Traditional feed-forward neural networks are so named because each layer takes in output from the previous layer, and feeds it into the next; a FFNN's structure contains no "cycles" where information flows backwards. In contrast, a recurrent neural network (RNN) has at least one cycle of activation flow.[33] RNNs are often used for processing sequences of data (and predicting future sequence items), since the network can process each item using both the item itself and its own output from processing the previous item.[33]
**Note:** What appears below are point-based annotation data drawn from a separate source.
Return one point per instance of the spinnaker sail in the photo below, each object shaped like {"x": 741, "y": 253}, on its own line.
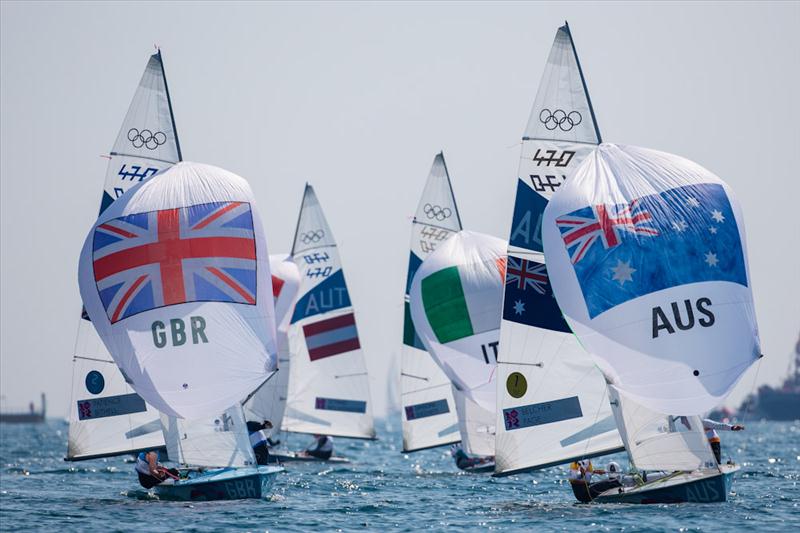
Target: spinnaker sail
{"x": 428, "y": 415}
{"x": 552, "y": 402}
{"x": 651, "y": 273}
{"x": 175, "y": 278}
{"x": 328, "y": 381}
{"x": 106, "y": 417}
{"x": 269, "y": 402}
{"x": 455, "y": 300}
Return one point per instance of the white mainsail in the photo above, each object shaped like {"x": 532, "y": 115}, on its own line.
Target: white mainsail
{"x": 328, "y": 381}
{"x": 656, "y": 441}
{"x": 651, "y": 273}
{"x": 215, "y": 441}
{"x": 552, "y": 401}
{"x": 269, "y": 402}
{"x": 106, "y": 417}
{"x": 428, "y": 415}
{"x": 175, "y": 278}
{"x": 455, "y": 301}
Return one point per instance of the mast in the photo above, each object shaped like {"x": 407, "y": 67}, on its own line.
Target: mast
{"x": 169, "y": 102}
{"x": 583, "y": 82}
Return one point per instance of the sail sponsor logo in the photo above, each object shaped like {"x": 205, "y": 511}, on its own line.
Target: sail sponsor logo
{"x": 621, "y": 252}
{"x": 200, "y": 253}
{"x": 125, "y": 404}
{"x": 427, "y": 409}
{"x": 177, "y": 330}
{"x": 542, "y": 413}
{"x": 334, "y": 404}
{"x": 330, "y": 337}
{"x": 705, "y": 318}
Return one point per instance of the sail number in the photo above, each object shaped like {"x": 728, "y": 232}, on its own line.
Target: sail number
{"x": 662, "y": 322}
{"x": 177, "y": 331}
{"x": 244, "y": 488}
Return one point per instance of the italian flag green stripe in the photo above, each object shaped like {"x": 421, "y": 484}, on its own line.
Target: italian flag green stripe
{"x": 445, "y": 305}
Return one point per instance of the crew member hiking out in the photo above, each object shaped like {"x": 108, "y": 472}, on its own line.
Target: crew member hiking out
{"x": 259, "y": 440}
{"x": 150, "y": 472}
{"x": 321, "y": 448}
{"x": 711, "y": 427}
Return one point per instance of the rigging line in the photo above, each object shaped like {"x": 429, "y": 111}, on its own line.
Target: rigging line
{"x": 413, "y": 376}
{"x": 84, "y": 358}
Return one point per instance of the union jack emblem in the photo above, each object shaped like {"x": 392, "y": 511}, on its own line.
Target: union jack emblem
{"x": 582, "y": 228}
{"x": 201, "y": 253}
{"x": 526, "y": 274}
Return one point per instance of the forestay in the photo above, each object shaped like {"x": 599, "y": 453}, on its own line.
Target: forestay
{"x": 651, "y": 274}
{"x": 211, "y": 441}
{"x": 656, "y": 441}
{"x": 269, "y": 402}
{"x": 328, "y": 383}
{"x": 553, "y": 405}
{"x": 455, "y": 301}
{"x": 106, "y": 417}
{"x": 429, "y": 413}
{"x": 175, "y": 279}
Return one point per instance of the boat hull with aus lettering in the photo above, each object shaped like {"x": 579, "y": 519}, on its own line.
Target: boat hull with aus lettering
{"x": 221, "y": 484}
{"x": 689, "y": 487}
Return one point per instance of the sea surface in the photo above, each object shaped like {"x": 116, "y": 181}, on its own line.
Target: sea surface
{"x": 383, "y": 490}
The neocognitron, proposed by Kunihiko Fukushima in 1979[39] based on models of neural architecture in the mammalian visual cortex, provided the basis for convolutional neural networks (CNNs),[40] often used in image processing. By "sliding" a small layer over a larger input, a CNN can perform deeper processing with less computation. For example, a 100×100 image has 10,000 pixels, which would require 10,000 weights to process with a fully connected layer; a convolutional layer consisting of a 5×5 "window" sliding over the image can perform edge detection using only 25 learnable parameters. Convolutional layers are combined by "pooling layers", and processed by "fully connected" layers (which are typically multilayer perceptrons).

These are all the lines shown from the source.